Researchers then compared the data to a control group of about 1,300 people who did not have dementia.
Upon analysis, the research team found that 63% of people with dementia reduced their depression or anxiety symptoms by participating in talk therapy.
Additionally, 40% of participants with dementia improved to the extent that they were no longer diagnosed as having anxiety or depression.
Why are non-pharmacological treatment options important?
According to lead study author Georgia Bell, a Ph.D. candidate in the Division of Psychology and Language Sciences at University College London (UCL), she was not surprised that people with dementia could benefit from talk therapy.
But Bell said she was somewhat surprised at how effective talked therapy seemed to be and found the study findings encouraging.
“There is not strong evidence for the usefulness of medication for anxiety and depression in dementia,” Bell told Medical News Today. “Additionally, many people, whether or not they have dementia, would rather have talking therapies than medication as a way to manage their mental health problems.”
“Consequently, it is important to have talking therapy as an option for people with dementia to manage anxiety and depression. This is particularly important because anxiety and depression are very common in people with dementia — much more so than in people without — and have many adverse consequences so it is important to find good treatment options.”
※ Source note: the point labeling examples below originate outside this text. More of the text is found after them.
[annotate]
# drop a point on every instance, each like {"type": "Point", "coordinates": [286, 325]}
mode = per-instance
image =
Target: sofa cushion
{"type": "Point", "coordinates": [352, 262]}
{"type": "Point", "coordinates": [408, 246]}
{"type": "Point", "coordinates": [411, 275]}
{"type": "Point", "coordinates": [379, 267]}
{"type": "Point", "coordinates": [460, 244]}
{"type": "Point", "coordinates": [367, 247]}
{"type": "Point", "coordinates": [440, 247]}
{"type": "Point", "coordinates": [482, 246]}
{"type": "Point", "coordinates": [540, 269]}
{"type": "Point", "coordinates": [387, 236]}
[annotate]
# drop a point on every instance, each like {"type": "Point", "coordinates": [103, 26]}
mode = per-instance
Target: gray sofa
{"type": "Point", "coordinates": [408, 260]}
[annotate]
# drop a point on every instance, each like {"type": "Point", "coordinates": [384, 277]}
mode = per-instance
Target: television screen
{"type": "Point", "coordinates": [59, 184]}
– Georgia Bell, lead author of the study
Medical News Today also spoke with Beth A. Kallmyer, MSW, vice president of care and support at the Alzheimer’s Association, about this study. Kallmyer said the findings of this study were very promising, as mental health is an important part of the dementia experience and can sometimes be overlooked.
“Evaluation for depression should be part of the care plan for a person living with dementia,” she explained.
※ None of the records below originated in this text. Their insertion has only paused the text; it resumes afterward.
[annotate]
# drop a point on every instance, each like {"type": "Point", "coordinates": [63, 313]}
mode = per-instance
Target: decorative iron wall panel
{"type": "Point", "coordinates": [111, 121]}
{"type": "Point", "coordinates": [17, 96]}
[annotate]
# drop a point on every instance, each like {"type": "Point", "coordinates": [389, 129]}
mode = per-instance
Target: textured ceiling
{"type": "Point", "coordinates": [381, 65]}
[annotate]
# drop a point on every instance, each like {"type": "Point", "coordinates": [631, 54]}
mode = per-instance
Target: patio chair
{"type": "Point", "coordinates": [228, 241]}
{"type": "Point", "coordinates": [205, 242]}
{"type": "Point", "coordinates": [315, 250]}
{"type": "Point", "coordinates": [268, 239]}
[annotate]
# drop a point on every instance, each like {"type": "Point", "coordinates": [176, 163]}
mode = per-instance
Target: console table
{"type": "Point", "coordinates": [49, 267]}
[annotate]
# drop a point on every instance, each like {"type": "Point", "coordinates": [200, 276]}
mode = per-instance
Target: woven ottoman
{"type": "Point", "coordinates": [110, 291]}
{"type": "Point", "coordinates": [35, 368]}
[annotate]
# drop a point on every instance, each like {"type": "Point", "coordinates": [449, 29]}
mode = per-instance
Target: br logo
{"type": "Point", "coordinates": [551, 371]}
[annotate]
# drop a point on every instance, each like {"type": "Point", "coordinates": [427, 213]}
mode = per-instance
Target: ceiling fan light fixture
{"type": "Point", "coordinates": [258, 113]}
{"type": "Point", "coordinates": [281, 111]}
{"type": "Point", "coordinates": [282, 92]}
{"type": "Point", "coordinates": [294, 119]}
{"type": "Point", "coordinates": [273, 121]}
“In addition, the stage of the disease and degree of cognitive decline is an important factor to consider in the application of any talk therapy with a person living with Alzheimer’s or other dementia. They should have a treatment plan that takes the progression of the disease into account, as well as the role of the caregiver, as the disease and symptoms progress.”
Kallmyer added that it’s important to have non-medicinal mental health treatment options for people living with dementia, as drug treatments may have side effects that unnecessarily impair individuals living with dementia or may interact poorly with other medicines.
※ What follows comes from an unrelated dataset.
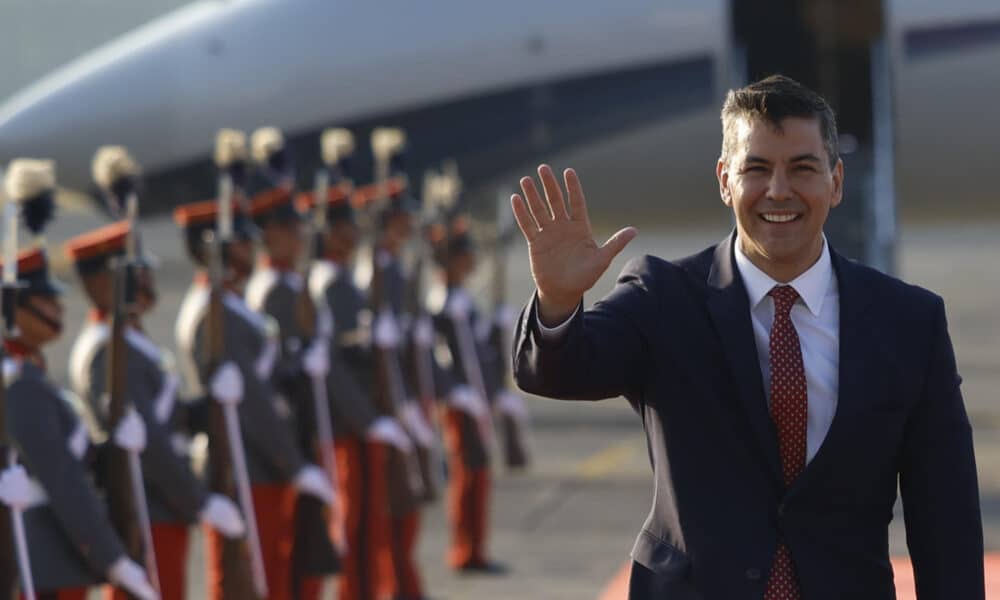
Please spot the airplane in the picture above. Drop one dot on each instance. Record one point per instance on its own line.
(630, 89)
“It is important to explore non-medical treatments that have minimal or no side effects. Management of the symptoms of the disease is an important part of person-centered care for people living with Alzheimer’s or other dementia. The Alzheimer’s Association provides guidance for clinicians on care planning, which includes evaluation for depression and plans to address any neuropsychiatric symptoms.”
– Beth A. Kallmyer, MSW, vice president of care and support at the Alzheimer’s Association
Finding a therapist
For people with dementia who have depression or anxiety and are interested in giving talk therapy a try, Kallmyer said they or their loved ones could call the Alzheimer’s Association Helpline to find therapists in their area.
Additionally, Kallmyer suggested people talk with their primary care doctor or neurology clinic to ask for a referral.
The American Psychological Association (APA) also offers an online psychologist locator searchable by zip code, provider name, or practice area.
And when looking for a therapist for yourself or a loved one, consider these tips:
- Make sure the therapist has a license and accepts your health insurance.
- Talk with the therapist on the phone first to find out what they specialize in to ensure they will meet your needs.
- Ask if they offer teletherapy in case meeting in person is difficult or not an option.
- Remember that selecting a mental health therapist is a very personal choice — you are not bound to a therapist if you do not connect with them, and you can change your therapist at any time.